Schon vor sechs Jahren hat die Philosophin Eva von Redecker in
einem Buch den Begriff „Phantombesitz“ vorgeschlagen, um zu
begreifen, dass Menschen oder Gruppen etwas als ihr Eigentum
verteidigen, das ihnen real gar nicht mehr oder nie wirklich
gehörte: Meine Freiheit, mein Land, mein Schnitzel wird mir
genommen – also verteidige ich es umso aggressiver.

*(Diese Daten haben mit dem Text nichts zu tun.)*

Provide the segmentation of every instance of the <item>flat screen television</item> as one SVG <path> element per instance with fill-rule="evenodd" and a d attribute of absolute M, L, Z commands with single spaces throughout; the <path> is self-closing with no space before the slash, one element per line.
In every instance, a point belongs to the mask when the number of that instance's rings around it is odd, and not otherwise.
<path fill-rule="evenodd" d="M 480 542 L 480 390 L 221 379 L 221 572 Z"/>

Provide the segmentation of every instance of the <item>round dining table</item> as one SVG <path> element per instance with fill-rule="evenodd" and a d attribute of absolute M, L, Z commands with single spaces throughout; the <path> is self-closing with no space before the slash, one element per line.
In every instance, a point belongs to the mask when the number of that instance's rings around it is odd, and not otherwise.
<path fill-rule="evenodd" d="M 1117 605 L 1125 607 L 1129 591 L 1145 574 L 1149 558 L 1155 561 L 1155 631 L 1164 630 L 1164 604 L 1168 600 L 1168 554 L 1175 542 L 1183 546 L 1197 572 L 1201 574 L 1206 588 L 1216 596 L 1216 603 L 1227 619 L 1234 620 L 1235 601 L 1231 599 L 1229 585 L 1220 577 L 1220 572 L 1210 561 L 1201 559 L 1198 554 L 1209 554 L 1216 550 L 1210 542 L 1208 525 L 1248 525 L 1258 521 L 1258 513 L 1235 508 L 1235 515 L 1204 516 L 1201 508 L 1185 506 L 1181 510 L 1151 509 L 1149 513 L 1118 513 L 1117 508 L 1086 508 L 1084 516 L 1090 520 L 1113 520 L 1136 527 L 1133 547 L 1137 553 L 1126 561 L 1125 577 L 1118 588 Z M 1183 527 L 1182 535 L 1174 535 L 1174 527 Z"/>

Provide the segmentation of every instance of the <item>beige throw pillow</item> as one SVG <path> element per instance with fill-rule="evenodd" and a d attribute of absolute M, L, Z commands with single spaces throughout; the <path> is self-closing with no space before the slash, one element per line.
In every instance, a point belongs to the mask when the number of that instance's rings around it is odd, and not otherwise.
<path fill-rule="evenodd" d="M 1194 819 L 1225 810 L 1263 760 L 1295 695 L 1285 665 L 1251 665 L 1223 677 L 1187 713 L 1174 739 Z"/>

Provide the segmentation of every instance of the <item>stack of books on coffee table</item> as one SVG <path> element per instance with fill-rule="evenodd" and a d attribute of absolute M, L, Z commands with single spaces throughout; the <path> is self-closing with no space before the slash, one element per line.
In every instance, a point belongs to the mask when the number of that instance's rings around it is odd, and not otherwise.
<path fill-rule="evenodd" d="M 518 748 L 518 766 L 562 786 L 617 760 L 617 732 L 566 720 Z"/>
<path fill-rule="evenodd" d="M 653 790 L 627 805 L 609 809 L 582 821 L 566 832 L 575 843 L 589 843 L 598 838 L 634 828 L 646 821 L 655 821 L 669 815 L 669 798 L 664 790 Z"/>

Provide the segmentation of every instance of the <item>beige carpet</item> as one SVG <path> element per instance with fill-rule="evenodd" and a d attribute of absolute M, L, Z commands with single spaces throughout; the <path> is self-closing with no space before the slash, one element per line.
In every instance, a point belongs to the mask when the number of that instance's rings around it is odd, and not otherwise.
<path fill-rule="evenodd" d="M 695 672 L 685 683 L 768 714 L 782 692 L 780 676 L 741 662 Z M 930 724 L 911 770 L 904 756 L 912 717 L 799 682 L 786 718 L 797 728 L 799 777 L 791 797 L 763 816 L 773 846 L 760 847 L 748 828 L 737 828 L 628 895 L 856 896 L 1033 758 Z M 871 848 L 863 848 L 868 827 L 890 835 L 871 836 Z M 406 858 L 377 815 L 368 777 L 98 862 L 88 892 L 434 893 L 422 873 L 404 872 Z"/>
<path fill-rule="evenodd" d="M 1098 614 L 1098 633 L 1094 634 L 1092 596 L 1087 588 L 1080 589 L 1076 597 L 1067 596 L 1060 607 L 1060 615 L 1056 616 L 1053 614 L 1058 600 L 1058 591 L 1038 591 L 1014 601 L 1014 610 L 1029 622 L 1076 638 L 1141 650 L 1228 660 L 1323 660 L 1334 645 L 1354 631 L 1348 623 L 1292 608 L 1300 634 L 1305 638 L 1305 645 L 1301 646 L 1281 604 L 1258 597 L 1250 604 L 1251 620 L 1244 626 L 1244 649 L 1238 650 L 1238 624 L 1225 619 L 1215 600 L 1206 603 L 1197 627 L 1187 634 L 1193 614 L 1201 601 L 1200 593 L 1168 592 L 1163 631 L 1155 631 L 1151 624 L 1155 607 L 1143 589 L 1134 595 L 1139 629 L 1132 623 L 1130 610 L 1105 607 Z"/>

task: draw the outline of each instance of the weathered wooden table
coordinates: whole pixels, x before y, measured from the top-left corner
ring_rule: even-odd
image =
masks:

Ausgehend von diesem Begriff setzt sich die Denkerin nun auch mit
dem Faschismus auseinander. Sie schlägt vor, diesen als
„liquidierende Phantombesitzverteidigung“ zu begreifen. Was sie
damit genau meint, und ob Faschismus wirklich ein geeigneter
Begriff ist, um die Phänomene der Gegenwart zu begreifen, das hat
Sebastian bei einer Veranstaltung mit Eva von Redecker
diskutiert.


Das Gespräch ist ein Mitschnitt der Buchvorstellung, die am 21.
Mai im Schauspielhaus in Hamburg stattgefunden hat. Es ging dabei
um ihr neues Buch Dieser Drang nach Härte. Über den neuen
Faschismus, das im März bei S. Fischer erschienen ist.